VINI DA MESSA | VINI LIQUOROSI
“Prendete e mangiatene tutti, questo è il mio corpo, che sarà dato a morte per voi, fate questo in memoria di me […] questo calice è il nuovo testamento nel mio sangue: fate questo, tutte le volte che ne berrete, in memoria di me”. Nella liturgia cristiana il vino si tramuta da bevanda a simbolo: simbolo di Rinascita, simbolo di Salvezza. Giovanni riporta le parole di Gesù: “Chi mangia la mia carne e beve il mio sangue ha la vita eterna, ed io lo risusciterò nell’ultimo giorno” e “dimora in me e io in lui” (Gv 6,54-56). L’Eucaristia è dunque pegno d’immortalità e sacramento di comunione con il Cristo.

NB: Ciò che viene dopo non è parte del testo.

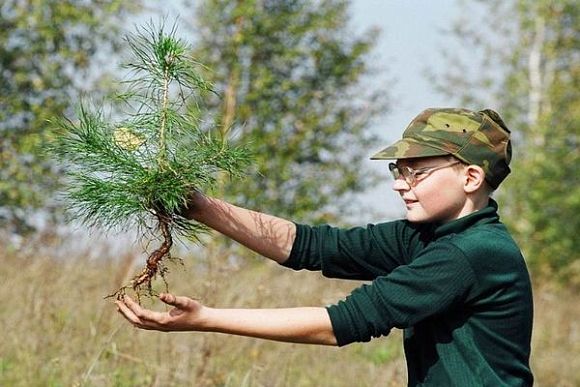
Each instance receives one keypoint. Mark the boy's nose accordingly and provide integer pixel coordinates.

Secondo la Chiesa cattolica, in ogni Eucaristia si rinnova il sacrificio di Cristo per il mondo, nuova alleanza di Dio con l’uomo: il Signore dà nuovo nutrimento agli uomini e nuova forza alla Chiesa, perché gli siano fedeli testimoni nelle vie del mondo, pronti a seguire con la propria vita la Sua vita, donata a beneficio a tutti. Sono tanti i riferimenti evangelici al vino. nel suo Vangelo Luca si paragona al “vino nuovo”, nel Miracolo delle Nozze di Cana Gesù tramuta l’acqua in vino, senza contare l’Ultima Cena, resa celebre dalle iconologie dei Grandi Maestri, dove la bevanda assume il valore della Santa Cena, che nella liturgia è rievocata, appunto, dalla Comunione. Dal punto di vista storico, il cruciale editto su quale tipo di vino debba essere utilizzato all’interno della messa ce lo dice il Codice di Diritto Canonico del 1917, poi rivisto nel 1983 sotto Giovanni Paolo II. Il canone 924 comma 3 dichiara che il vino deve presentarsi quale “genuino e non corrotto”, contenendo, insomma, soltanto uva, senza altri additivi. Al contrario di quello che si pensa, il vini da messa non devono essere necessariamente rossi (almeno per il rituale Cattolico, mentre in quello Ortodosso il rosso è d’obbligo), ma possono essere anche bianchi. Normalmente una bottiglia da 750 millilitri ha una durata di circa 25 giorni. A volte si adoperano vini liquorosi, come il Vin Santo Toscano, prodotto da vitigni Trebbiano o Malvasia.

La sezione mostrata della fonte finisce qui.